When you finished with the notebook, then convert it to html!
jupyter-nbconvert --execute worksheet-interactive.ipynb
You can find further interactive tools on the pyviz site:
Note:
I had to use the jupyter-nbconvert --execute worksheet-interactive.ipynb --ExecutePreprocessor.timeout=180 command to prevent timeout due to long computations.
I've chosen Chicago city's "Crimes - 2001 to present" dataset.
import os
import random
import numpy as np
import pandas as pd
import seaborn as sns
import matplotlib as mpl
import matplotlib.cm as cm
import matplotlib.pyplot as plt
data_dir = './/data//'
data_file = data_dir + os.listdir(data_dir)[-1]
crime_data = pd.read_csv(data_file)
crime_data.head()
X = crime_data['Longitude']
Y = crime_data['Latitude']
# Clear NaN values
X = X[~np.isnan(X)]
Y = Y[~np.isnan(Y)]
print('There are {0}/{1} entries ({2:.3f}% of all entries) without coordinates.'.format(len(crime_data) - len(X),
len(crime_data),
(1 - len(X)/len(crime_data))*100))
geoviews, datashader and geopandas¶from functools import partial
import colorcet as cc
import datashader as ds
import datashader.transfer_functions as tf
from datashader.colors import colormap_select
import geoviews as gv
from geoviews import opts
import geopandas as gpd
import cartopy.crs as ccrs
from holoviews.operation.datashader import datashade
gv.extension('bokeh')
cmap = partial(colormap_select)
fs = 1
cvs = ds.Canvas(plot_width=fs*600, plot_height=fs*600)
agg = cvs.points(crime_data, 'Longitude', 'Latitude')
ds.transfer_functions.Image.border=0
img = tf.set_background(tf.shade(agg, cmap=cmap(cc.fire, 0.2), how='log'), 'black')
img
The plot indicates, there is a faulty row (or rows) in the database where the coordinates are incorrect.
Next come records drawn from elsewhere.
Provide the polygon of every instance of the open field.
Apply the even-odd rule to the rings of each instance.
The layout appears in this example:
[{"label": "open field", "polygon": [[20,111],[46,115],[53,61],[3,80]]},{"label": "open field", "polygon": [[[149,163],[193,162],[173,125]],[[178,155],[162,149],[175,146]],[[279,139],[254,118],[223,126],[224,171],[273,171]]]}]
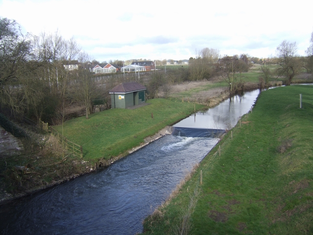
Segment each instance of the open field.
[{"label": "open field", "polygon": [[[139,108],[113,109],[82,117],[64,123],[64,135],[83,145],[85,160],[110,159],[125,156],[139,146],[145,138],[154,135],[191,114],[195,104],[165,99],[149,100]],[[196,109],[203,106],[195,104]],[[153,118],[152,118],[152,115]],[[62,132],[61,126],[55,126]]]},{"label": "open field", "polygon": [[262,93],[232,140],[229,131],[146,219],[145,234],[312,234],[312,86]]}]

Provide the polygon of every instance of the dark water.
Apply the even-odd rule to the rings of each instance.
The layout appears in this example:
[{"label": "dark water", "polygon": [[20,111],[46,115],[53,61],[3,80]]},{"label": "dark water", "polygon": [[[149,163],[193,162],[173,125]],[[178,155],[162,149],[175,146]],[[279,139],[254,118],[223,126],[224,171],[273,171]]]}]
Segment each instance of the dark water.
[{"label": "dark water", "polygon": [[173,126],[229,130],[249,112],[260,92],[259,90],[256,90],[245,92],[243,95],[237,94],[207,111],[197,113],[195,116],[192,115]]},{"label": "dark water", "polygon": [[250,110],[258,91],[247,94],[197,113],[196,122],[194,116],[183,120],[175,125],[176,136],[164,137],[102,171],[2,206],[0,233],[142,232],[144,218],[218,142],[210,137],[233,126]]}]

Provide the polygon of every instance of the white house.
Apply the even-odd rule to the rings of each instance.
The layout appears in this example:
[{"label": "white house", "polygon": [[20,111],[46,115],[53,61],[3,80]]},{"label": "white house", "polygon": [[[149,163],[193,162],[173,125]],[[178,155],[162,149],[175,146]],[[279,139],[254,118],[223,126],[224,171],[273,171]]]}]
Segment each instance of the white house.
[{"label": "white house", "polygon": [[121,68],[122,72],[141,72],[146,71],[146,67],[138,65],[130,65]]}]

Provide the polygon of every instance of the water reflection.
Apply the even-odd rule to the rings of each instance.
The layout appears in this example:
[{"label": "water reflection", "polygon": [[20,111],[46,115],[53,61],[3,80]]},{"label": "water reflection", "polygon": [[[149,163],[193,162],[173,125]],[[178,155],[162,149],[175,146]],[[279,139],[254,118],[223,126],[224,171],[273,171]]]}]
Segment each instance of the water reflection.
[{"label": "water reflection", "polygon": [[260,90],[247,92],[226,99],[219,105],[192,115],[174,125],[174,127],[230,129],[251,109]]}]

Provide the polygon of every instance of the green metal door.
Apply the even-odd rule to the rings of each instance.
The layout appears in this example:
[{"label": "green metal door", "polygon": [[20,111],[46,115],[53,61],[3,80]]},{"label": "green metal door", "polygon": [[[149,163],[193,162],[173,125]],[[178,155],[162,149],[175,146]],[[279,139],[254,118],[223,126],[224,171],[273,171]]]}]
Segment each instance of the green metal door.
[{"label": "green metal door", "polygon": [[145,92],[139,92],[139,99],[141,99],[142,102],[145,101]]}]

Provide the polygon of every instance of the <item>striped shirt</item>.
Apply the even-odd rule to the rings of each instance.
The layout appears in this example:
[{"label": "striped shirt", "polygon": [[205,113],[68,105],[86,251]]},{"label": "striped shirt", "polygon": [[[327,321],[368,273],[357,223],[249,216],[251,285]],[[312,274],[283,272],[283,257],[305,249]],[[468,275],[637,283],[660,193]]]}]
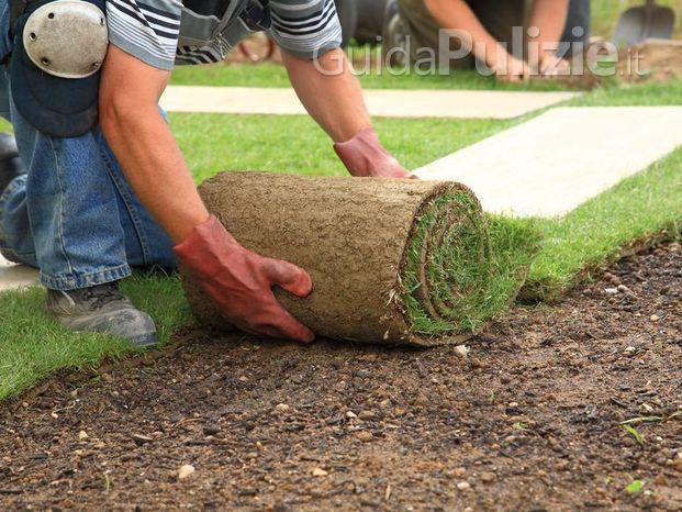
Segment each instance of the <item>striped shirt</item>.
[{"label": "striped shirt", "polygon": [[258,31],[302,58],[342,41],[334,0],[107,0],[107,16],[113,45],[167,70],[220,62]]}]

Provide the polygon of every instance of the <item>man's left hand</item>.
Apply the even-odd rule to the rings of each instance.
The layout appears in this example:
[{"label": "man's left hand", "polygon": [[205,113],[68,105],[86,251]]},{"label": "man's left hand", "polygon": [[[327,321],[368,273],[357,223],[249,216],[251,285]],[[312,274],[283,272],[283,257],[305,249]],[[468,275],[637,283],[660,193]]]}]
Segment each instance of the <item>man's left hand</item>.
[{"label": "man's left hand", "polygon": [[357,178],[418,179],[387,152],[369,126],[346,142],[334,144],[334,151],[348,172]]}]

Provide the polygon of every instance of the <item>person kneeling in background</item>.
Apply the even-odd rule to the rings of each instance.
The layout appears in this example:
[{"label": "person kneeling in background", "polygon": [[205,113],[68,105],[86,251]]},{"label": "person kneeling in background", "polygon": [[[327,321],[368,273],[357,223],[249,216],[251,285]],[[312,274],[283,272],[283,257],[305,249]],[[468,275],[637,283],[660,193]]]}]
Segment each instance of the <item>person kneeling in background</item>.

We can easily filter these entries out.
# Delete incorrect entries from crime_data and update the original
# Cutoff latitude was aquired by plotting the data on a temporary
# scatter plot
cutoff_lat = 41.6
crime_coords = crime_data[crime_data['Latitude']>cutoff_lat][['Latitude', 'Longitude']]
# Determine correct scale of figure to create
# a figure with correct proportions
x_max = np.max(crime_coords['Longitude'])
x_min = np.min(crime_coords['Longitude'])
y_max = np.max(crime_coords['Latitude'])
y_min = np.min(crime_coords['Latitude'])
x_per_y = (x_max - x_min) / (y_max - y_min)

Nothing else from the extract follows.